Dazzling white and sparkling in the sun; salt deserts, salt pans and salt fields are eerily beautiful places. India is the world’s third largest producer of salt, churning out around 27 million tonnes of the mineral every year and as we journeyed through the country we felt drawn towards these strange, briny landscapes and the life that inhabits and surrounds them.
Rajasthan is perhaps most synonymous with sandy deserts and grand forts, but it’s also a salt production hub. The salt is harvested manually from salterns, shallow pools with raised borders, to which water is added and evaporated to form salt crystals.
The salterns are a patchwork of colours and textures, from pure white crystals to dusty rose slush to inky green swirls caused by the dye added to the pans. Mounds of snow-like salt dot the area to form an abstract landscape.

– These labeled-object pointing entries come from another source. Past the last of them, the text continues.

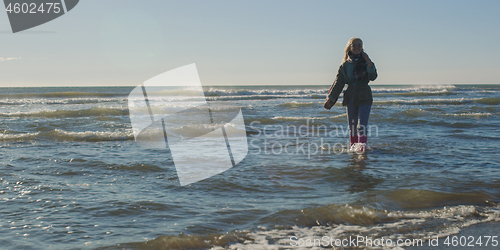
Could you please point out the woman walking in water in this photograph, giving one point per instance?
(357, 70)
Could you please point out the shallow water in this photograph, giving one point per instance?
(72, 176)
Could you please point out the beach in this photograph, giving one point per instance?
(72, 175)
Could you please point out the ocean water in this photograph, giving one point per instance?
(73, 177)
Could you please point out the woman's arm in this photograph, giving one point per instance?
(371, 71)
(335, 90)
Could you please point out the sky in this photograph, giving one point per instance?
(258, 42)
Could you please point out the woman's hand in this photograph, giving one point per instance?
(328, 103)
(367, 59)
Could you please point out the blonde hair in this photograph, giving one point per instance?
(348, 47)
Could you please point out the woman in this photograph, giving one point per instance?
(357, 70)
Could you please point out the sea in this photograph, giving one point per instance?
(72, 175)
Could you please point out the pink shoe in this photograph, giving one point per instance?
(363, 139)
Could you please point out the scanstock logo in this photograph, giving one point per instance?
(26, 14)
(205, 138)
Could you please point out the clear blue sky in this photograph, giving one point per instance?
(270, 42)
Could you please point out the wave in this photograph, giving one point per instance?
(10, 136)
(455, 101)
(25, 101)
(296, 104)
(91, 136)
(336, 222)
(264, 91)
(62, 135)
(300, 118)
(69, 113)
(67, 94)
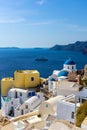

The workers we meet shovel spade after spade of white gold, stopping only once in a while to gulp down some liquid refreshment from a bucket of well water.
Lunch time means a rest in the cool of their small hut. Respite from the burning heat. It’s a simple affair of vegetable curry and chapatis. Meagre rations for such heavy labour.
When the seasonal rains come the work stops. The salterns and salt deserts flood and no salt can be collected. In Tuticorin, Tamil Nadu, the salt landscape looks grey and dead. During rainy season there are no workers here, just children flying kites, goats grazing and rubbish, an alarming amount of rubbish. The eerie beauty of the pans has been washed away with the rains.